Bu dört temel prensip çerçevesinde hareketi değerlendirecek olursak, Sai Baba hakikati temsil  etmekle merkezi bir rol üstlenmektedir. Tanrı’nın avatarı olarak düzeni ve barışı sağlamak onun görevidir. Bunu sağlamanın yolu da sevgi ve şefkatten geçer. İnsanlara sevgi ve şefkat ile yapılan hizmetler Tanrı’ya giden yoldur. Aynı zamanda sevgiye ulaşmanın da anahtarı da buradan geçmektedir. Hareket içinde yapılan hastaneler, okullar, konutlar da hizmet merkezli anlayışın tezahürüdür. 

İbadet Şekilleri, Bayramlar ve Festivaller:

Sai Baba hareketinde toplu ibadet yapılmaz. Zaten Sai Baba hareketin dini bir karakter taşımadığını söyler. Daha çok bir organizasyon kimliğinin ön planda olduğu bu harakette müntesipler haftada bir Bhajan Manda adı verilen bir törene katılırlar ve burada Sai Baba’ya ait ilahiler okurlar. Bayram olarak da Tanrı Şiva’nın doğduğu gün, Sai Baba’nın doğum gününü ve Hz İsa’nın doğum günü olması hasebiyle Noel’i kutlarlar.

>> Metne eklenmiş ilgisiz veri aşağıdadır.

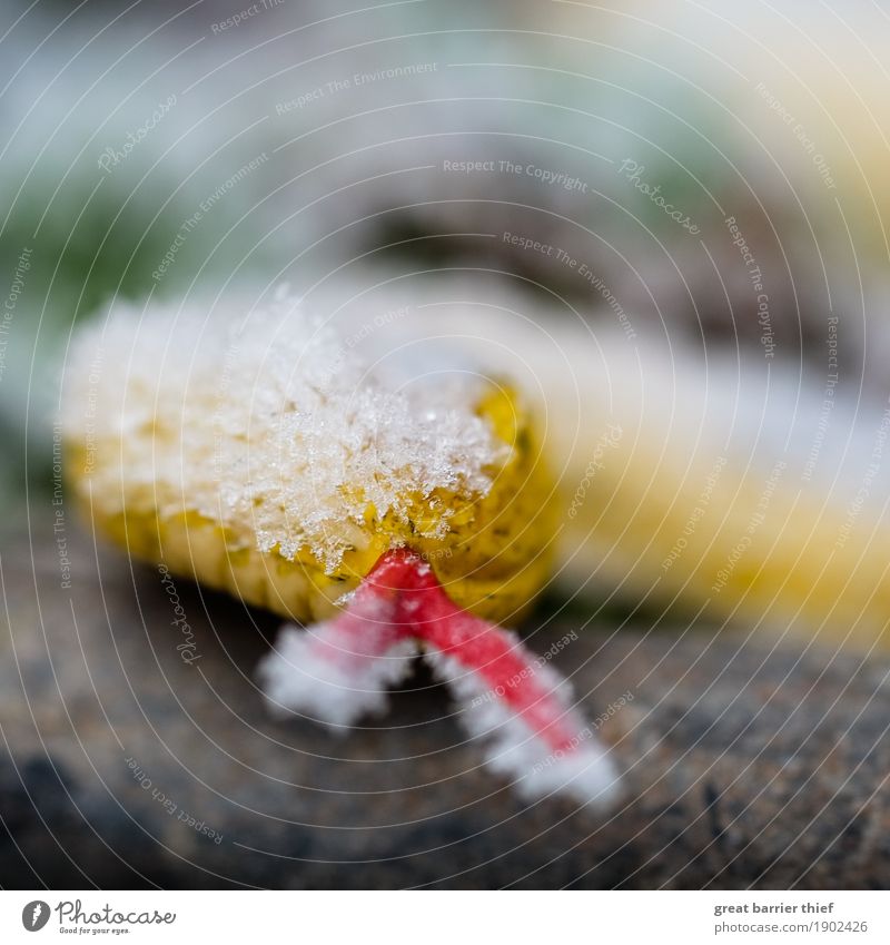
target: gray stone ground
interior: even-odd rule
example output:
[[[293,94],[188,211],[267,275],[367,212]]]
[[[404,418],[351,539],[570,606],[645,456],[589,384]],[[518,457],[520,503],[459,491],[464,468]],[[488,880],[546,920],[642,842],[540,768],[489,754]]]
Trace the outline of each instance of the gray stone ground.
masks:
[[[6,887],[890,884],[887,653],[587,629],[555,662],[591,718],[633,693],[602,728],[625,803],[530,805],[423,670],[346,738],[273,721],[251,671],[276,619],[179,582],[188,666],[158,573],[66,529],[70,590],[42,522],[1,545]],[[578,621],[553,623],[537,651]]]

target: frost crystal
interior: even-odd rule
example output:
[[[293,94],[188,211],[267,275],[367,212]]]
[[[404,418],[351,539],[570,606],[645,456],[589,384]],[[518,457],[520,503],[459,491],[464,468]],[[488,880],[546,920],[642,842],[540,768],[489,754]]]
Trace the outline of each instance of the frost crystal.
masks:
[[[483,383],[383,371],[354,338],[280,293],[239,321],[118,307],[75,343],[68,436],[121,508],[197,512],[328,570],[367,541],[368,515],[407,523],[421,502],[419,533],[442,537],[438,491],[481,498],[505,459],[476,415]]]

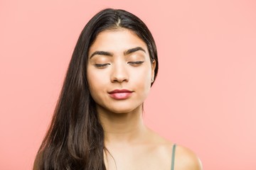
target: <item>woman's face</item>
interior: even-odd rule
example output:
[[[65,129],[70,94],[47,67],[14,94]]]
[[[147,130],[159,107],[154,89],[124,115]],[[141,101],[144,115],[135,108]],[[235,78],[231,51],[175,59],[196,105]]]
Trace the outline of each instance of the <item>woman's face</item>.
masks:
[[[129,113],[142,107],[154,79],[146,45],[128,29],[104,30],[88,52],[87,81],[97,110]]]

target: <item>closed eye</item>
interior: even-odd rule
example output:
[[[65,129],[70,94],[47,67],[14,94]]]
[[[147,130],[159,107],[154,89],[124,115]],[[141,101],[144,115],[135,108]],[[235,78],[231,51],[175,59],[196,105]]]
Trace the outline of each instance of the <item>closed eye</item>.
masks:
[[[107,65],[110,65],[110,63],[106,63],[106,64],[95,64],[95,66],[97,68],[105,68],[106,67]]]
[[[136,66],[136,65],[142,64],[144,62],[144,61],[137,61],[137,62],[129,62],[128,64]]]

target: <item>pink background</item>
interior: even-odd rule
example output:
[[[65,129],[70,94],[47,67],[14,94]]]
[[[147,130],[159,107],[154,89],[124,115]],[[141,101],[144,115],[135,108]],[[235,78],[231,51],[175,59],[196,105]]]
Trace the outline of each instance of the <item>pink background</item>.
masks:
[[[78,35],[124,8],[155,38],[146,124],[204,169],[256,169],[255,1],[0,1],[0,169],[31,169]]]

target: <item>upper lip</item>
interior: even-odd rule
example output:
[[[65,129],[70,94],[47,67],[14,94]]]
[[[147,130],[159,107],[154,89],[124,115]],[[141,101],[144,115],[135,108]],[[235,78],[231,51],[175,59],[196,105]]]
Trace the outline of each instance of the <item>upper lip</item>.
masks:
[[[132,91],[127,89],[115,89],[109,92],[109,94],[117,94],[117,93],[131,93]]]

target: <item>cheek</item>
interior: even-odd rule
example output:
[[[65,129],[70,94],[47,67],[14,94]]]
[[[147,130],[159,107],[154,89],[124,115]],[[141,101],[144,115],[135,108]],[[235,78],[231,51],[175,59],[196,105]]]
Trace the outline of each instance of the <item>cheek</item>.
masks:
[[[97,72],[88,72],[87,74],[89,90],[92,96],[97,95],[97,92],[102,90],[105,86],[105,76],[101,75]]]

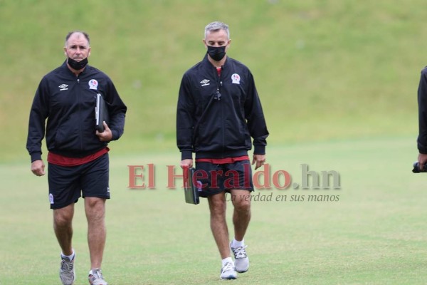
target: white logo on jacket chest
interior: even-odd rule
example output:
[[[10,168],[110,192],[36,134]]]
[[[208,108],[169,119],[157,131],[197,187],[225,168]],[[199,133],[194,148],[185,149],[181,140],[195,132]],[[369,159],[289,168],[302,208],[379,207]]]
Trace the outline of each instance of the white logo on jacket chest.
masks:
[[[231,82],[232,83],[240,84],[240,76],[237,73],[233,73],[231,76],[231,81],[233,81]]]
[[[207,85],[211,85],[211,83],[209,83],[209,81],[211,81],[208,79],[204,79],[201,81],[200,81],[200,83],[201,83],[202,86],[206,86]]]
[[[89,84],[89,89],[94,89],[94,90],[97,89],[98,83],[97,83],[97,81],[96,81],[96,79],[90,79],[88,84]]]
[[[68,86],[67,84],[61,84],[58,87],[59,87],[60,91],[63,91],[64,90],[68,90],[68,88],[67,88],[67,87],[68,87]]]

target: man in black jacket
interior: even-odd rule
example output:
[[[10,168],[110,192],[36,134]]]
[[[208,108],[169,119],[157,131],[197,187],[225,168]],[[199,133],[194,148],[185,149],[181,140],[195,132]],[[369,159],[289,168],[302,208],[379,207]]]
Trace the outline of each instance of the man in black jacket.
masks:
[[[90,46],[86,33],[69,33],[64,53],[65,61],[43,78],[36,92],[26,147],[31,171],[44,175],[41,141],[46,135],[49,201],[62,250],[62,284],[73,284],[75,279],[72,221],[74,204],[83,196],[91,263],[89,283],[106,285],[100,267],[106,237],[105,200],[110,199],[107,145],[122,135],[127,108],[110,78],[87,64]],[[102,133],[95,130],[97,94],[107,102],[110,113],[110,122],[103,122]]]
[[[251,219],[253,190],[248,151],[255,170],[265,162],[268,131],[249,69],[227,57],[228,26],[213,22],[205,28],[204,58],[187,71],[181,83],[176,114],[176,140],[181,167],[193,166],[195,180],[207,197],[211,229],[221,257],[222,279],[233,279],[249,268],[243,237]],[[226,192],[234,206],[234,239],[229,242]],[[230,249],[233,253],[234,261]]]

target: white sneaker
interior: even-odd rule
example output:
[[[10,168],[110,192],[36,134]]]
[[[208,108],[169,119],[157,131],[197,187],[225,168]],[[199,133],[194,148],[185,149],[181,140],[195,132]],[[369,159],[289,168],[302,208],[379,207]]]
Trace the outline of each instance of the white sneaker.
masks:
[[[61,256],[60,268],[59,269],[59,278],[63,285],[73,285],[75,279],[75,271],[74,271],[74,259],[70,260],[68,257]]]
[[[231,249],[231,252],[233,252],[233,254],[234,254],[236,271],[238,273],[244,273],[249,269],[249,258],[248,257],[248,254],[246,254],[246,247],[248,247],[247,245],[234,248],[231,247],[231,243],[230,243],[230,248]]]
[[[90,270],[88,279],[90,285],[108,285],[105,280],[104,280],[102,272],[101,272],[100,268]]]
[[[227,262],[223,268],[221,269],[221,279],[223,280],[236,279],[237,273],[234,269],[233,262]]]

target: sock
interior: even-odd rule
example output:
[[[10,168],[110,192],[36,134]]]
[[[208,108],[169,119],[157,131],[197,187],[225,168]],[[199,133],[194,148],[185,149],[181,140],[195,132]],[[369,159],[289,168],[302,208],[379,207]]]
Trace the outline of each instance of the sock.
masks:
[[[223,267],[225,266],[226,264],[228,262],[233,262],[233,259],[231,259],[231,257],[227,257],[222,260]]]
[[[73,249],[73,253],[71,254],[71,255],[65,255],[63,253],[62,253],[62,252],[60,253],[61,257],[67,257],[70,260],[73,260],[75,255],[75,252],[74,252],[74,249]]]
[[[245,239],[241,241],[236,241],[236,238],[233,239],[233,242],[231,242],[231,247],[233,249],[237,249],[238,247],[242,247],[245,246]]]

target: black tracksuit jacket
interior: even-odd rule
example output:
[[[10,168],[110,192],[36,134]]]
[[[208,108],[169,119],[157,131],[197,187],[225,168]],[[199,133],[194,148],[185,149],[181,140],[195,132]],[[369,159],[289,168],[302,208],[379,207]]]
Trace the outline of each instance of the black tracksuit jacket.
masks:
[[[218,95],[218,93],[221,95]],[[249,69],[227,57],[221,76],[207,55],[182,78],[176,112],[181,159],[265,153],[268,131]]]
[[[123,134],[127,107],[106,74],[88,65],[76,77],[64,62],[42,78],[30,112],[26,147],[31,162],[41,159],[45,129],[47,148],[56,154],[80,157],[105,147],[107,143],[95,135],[97,93],[107,101],[108,127],[112,140],[117,140]]]

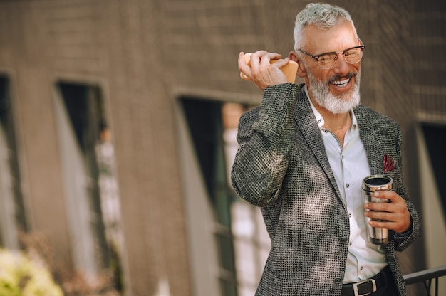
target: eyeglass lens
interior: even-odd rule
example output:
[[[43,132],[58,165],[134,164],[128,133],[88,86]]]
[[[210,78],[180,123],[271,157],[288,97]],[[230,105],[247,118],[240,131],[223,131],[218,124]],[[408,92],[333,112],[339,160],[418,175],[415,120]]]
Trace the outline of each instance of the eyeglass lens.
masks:
[[[346,62],[354,64],[361,60],[363,57],[363,51],[361,48],[350,48],[343,53]],[[322,69],[329,69],[333,67],[338,58],[338,55],[334,53],[326,53],[320,56],[318,58],[319,66]]]

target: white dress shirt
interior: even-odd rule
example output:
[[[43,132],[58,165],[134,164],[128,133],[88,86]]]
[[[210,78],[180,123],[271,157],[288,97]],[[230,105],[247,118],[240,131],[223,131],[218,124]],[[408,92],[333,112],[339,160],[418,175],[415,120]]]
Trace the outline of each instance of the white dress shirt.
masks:
[[[370,171],[356,117],[351,111],[352,124],[341,147],[334,134],[323,127],[323,118],[309,99],[306,86],[304,90],[321,129],[328,162],[350,218],[350,241],[343,282],[364,280],[378,273],[388,263],[381,247],[368,240],[361,184]]]

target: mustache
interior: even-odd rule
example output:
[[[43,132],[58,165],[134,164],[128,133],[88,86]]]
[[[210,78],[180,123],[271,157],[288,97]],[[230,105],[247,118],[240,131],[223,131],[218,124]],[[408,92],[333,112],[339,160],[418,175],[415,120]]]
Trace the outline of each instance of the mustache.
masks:
[[[354,73],[354,72],[348,72],[346,75],[339,75],[339,74],[336,74],[336,75],[333,75],[333,76],[328,78],[326,81],[327,81],[327,83],[332,83],[333,81],[341,80],[343,78],[350,79],[350,78],[352,78],[353,77],[356,78],[357,75],[358,75],[358,74]]]

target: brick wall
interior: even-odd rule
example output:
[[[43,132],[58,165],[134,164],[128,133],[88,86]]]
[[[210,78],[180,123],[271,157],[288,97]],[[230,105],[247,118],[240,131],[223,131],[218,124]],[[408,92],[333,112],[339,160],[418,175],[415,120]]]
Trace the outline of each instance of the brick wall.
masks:
[[[14,83],[33,228],[50,234],[58,258],[69,262],[71,247],[52,105],[54,82],[96,84],[105,93],[117,153],[129,295],[155,295],[165,278],[172,295],[192,295],[175,100],[195,95],[259,102],[260,92],[238,76],[238,53],[266,49],[286,56],[293,47],[295,15],[306,3],[0,1],[0,71]],[[445,70],[444,55],[438,53],[445,47],[442,4],[334,3],[351,12],[366,46],[363,102],[397,120],[405,134],[420,113],[444,118],[446,90],[439,75]],[[410,141],[406,159],[415,153]],[[405,162],[407,171],[413,171],[414,164]],[[409,250],[406,258],[421,248]],[[416,263],[405,262],[405,273],[415,268]]]

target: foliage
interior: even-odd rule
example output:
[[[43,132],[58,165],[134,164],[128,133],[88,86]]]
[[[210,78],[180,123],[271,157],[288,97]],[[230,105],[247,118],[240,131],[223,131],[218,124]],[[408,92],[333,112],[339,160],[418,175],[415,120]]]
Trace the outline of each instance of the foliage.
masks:
[[[43,261],[0,248],[0,296],[63,296]]]

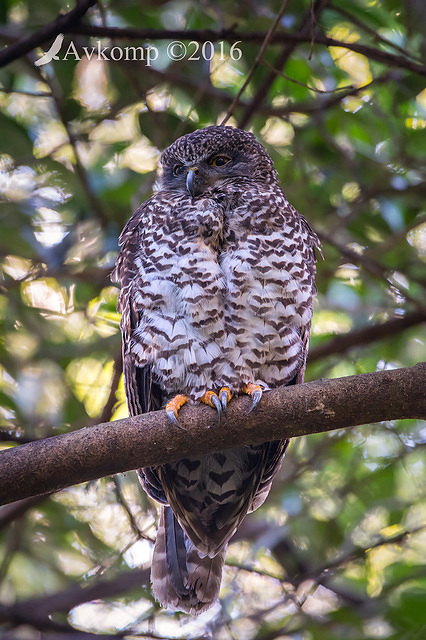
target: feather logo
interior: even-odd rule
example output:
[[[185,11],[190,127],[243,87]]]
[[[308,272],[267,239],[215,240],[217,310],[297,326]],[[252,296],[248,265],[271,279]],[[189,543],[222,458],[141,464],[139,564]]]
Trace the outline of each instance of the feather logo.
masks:
[[[64,41],[64,34],[60,33],[59,35],[56,36],[52,46],[50,47],[49,51],[46,51],[46,53],[39,58],[38,60],[36,60],[34,62],[36,67],[41,67],[44,64],[47,64],[48,62],[51,62],[52,60],[59,60],[58,57],[58,53],[62,47],[62,43]]]

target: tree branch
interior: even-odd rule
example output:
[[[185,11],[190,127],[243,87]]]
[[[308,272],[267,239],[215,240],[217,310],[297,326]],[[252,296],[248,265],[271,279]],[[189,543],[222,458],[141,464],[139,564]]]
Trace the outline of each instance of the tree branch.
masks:
[[[220,426],[211,408],[186,406],[181,429],[157,411],[30,442],[0,453],[0,504],[237,445],[426,417],[425,387],[420,363],[273,389],[250,414],[236,398]]]
[[[133,27],[101,27],[95,25],[78,24],[68,29],[68,33],[78,33],[82,35],[98,37],[98,38],[126,38],[131,40],[195,40],[196,42],[205,42],[209,40],[211,42],[218,42],[219,40],[225,40],[227,42],[240,42],[246,43],[262,43],[265,39],[266,32],[264,31],[238,31],[237,29],[138,29]],[[288,44],[294,43],[311,43],[311,33],[298,33],[292,31],[280,31],[274,33],[271,38],[270,44]],[[403,55],[396,55],[389,53],[384,49],[376,49],[369,45],[364,45],[359,42],[345,42],[344,40],[336,40],[335,38],[329,38],[323,34],[316,34],[315,45],[321,45],[325,47],[342,47],[361,53],[362,55],[376,60],[387,66],[400,69],[408,69],[414,73],[420,75],[426,75],[426,66],[414,62]]]
[[[23,37],[15,44],[10,45],[10,47],[5,47],[0,51],[0,67],[4,67],[9,62],[25,56],[47,40],[55,38],[59,33],[68,33],[71,27],[78,24],[84,14],[95,4],[96,0],[79,0],[74,9],[71,9],[68,13],[59,14],[53,22],[49,22],[39,31]]]

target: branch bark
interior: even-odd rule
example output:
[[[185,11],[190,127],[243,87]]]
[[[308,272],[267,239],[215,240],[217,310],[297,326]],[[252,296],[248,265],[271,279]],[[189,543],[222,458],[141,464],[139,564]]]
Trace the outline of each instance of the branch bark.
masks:
[[[181,429],[164,411],[85,427],[0,453],[0,504],[237,445],[426,418],[425,388],[426,362],[273,389],[250,414],[250,399],[235,398],[221,425],[211,408],[186,406]]]

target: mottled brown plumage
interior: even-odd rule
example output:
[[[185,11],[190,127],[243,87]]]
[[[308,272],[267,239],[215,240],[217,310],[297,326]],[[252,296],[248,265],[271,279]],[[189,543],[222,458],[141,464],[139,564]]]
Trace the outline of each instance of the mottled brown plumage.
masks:
[[[303,381],[318,239],[253,134],[213,126],[176,140],[161,157],[159,191],[120,244],[113,277],[131,415],[176,394],[197,403],[214,391],[225,405],[250,384],[259,399]],[[163,505],[152,583],[164,607],[197,614],[215,602],[228,542],[265,500],[286,446],[139,471]]]

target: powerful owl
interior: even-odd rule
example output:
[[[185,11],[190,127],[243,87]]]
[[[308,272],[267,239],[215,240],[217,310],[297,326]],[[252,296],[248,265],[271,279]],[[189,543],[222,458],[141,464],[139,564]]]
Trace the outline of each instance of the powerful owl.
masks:
[[[113,279],[129,412],[164,407],[174,429],[185,402],[220,419],[233,396],[249,394],[254,408],[264,391],[303,382],[319,243],[248,131],[199,129],[160,164],[159,189],[121,234]],[[287,444],[138,471],[162,505],[151,579],[164,607],[198,614],[216,601],[228,542],[264,502]]]

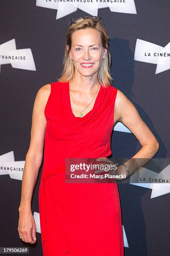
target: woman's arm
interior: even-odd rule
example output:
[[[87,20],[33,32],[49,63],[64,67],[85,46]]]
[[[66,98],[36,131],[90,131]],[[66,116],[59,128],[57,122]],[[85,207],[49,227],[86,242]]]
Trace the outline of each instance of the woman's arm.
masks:
[[[115,102],[115,117],[116,121],[120,121],[129,129],[142,146],[132,159],[125,163],[130,167],[131,174],[155,156],[159,150],[159,144],[135,106],[119,90]],[[148,159],[145,160],[145,158]]]
[[[46,126],[44,110],[50,92],[50,84],[40,88],[35,97],[32,115],[30,146],[25,158],[19,211],[31,212],[31,202],[43,157]]]

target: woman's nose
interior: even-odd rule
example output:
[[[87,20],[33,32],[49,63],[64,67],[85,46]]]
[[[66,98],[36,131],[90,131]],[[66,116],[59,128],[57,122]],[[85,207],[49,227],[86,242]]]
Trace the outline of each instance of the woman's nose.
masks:
[[[89,51],[85,51],[84,52],[83,59],[85,59],[88,60],[90,58],[90,54]]]

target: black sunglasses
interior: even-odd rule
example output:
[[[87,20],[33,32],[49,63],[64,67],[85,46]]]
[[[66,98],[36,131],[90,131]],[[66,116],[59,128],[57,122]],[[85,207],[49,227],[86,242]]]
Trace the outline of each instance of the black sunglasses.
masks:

Genel olarak incelediğimizde, Sathya Sai Baba hareketi bugün milyonlarca müntesibe sahip dinsel bir harekettir. Dünya üzerindeki birçok dinden etkilenen ve farklı özellikleri içinde barındıran bu harekette Sai Baba’nın mucizeleri en çok öne çıkan özelliktir. Ağzından altın yumurta çıkarma, adına vibhuti denilen ve müntesiplerine şifa getirdiğine inanılan havadan küller çıkardığı görüntüler medyaya yansıyanlardan birkaçıdır. Kimilerinin şarlatan bir sömürücü kimilerinin Tanrı’nın avatarı olduğunu savunduğu Sai Baba hareketi bugün dünya çapında en çok kazanca sahip organizasyonlardan biridir. Sonuç olarak baktığımızda Sai Baba hareketini; Neo-Hindu bir yenilenme, orta çağda Hindistan’da ortaya çıkan ve kurtuluş öğretisi sunan Bhakti Hareketi veya Hinduizm ve İslam’ın senkretik bir yansıması olan Shizim dini gibi  hareketlerin modern dönemdeki bir uzantısı ya da farklı bir formu olarak değerlendirebiliriz.

Büşra Dildirim

Kaynakça

Köse, Ali. Milenyum Tarikatları, İstanbul, 2019.

Sümer, Necati. Kutsal Bir Hindu Figür: Sathya Sai Baba. Social Sciens Studies Journal, 2019.

Kutlutürk, Cemil. “Hinduizm.” Dünya Dinleri. ed. Şinasi Gündüz. 182-203. Milel Nihal  Yayınları. İstanbul 2019.

Türker, Merve. Hint Kökenli Yeni Dini Hareketlerden Sai Baba Teşkilatı. Yüksek Lisans Tezi. Süleyman Demirel Üniversitesi, 2019.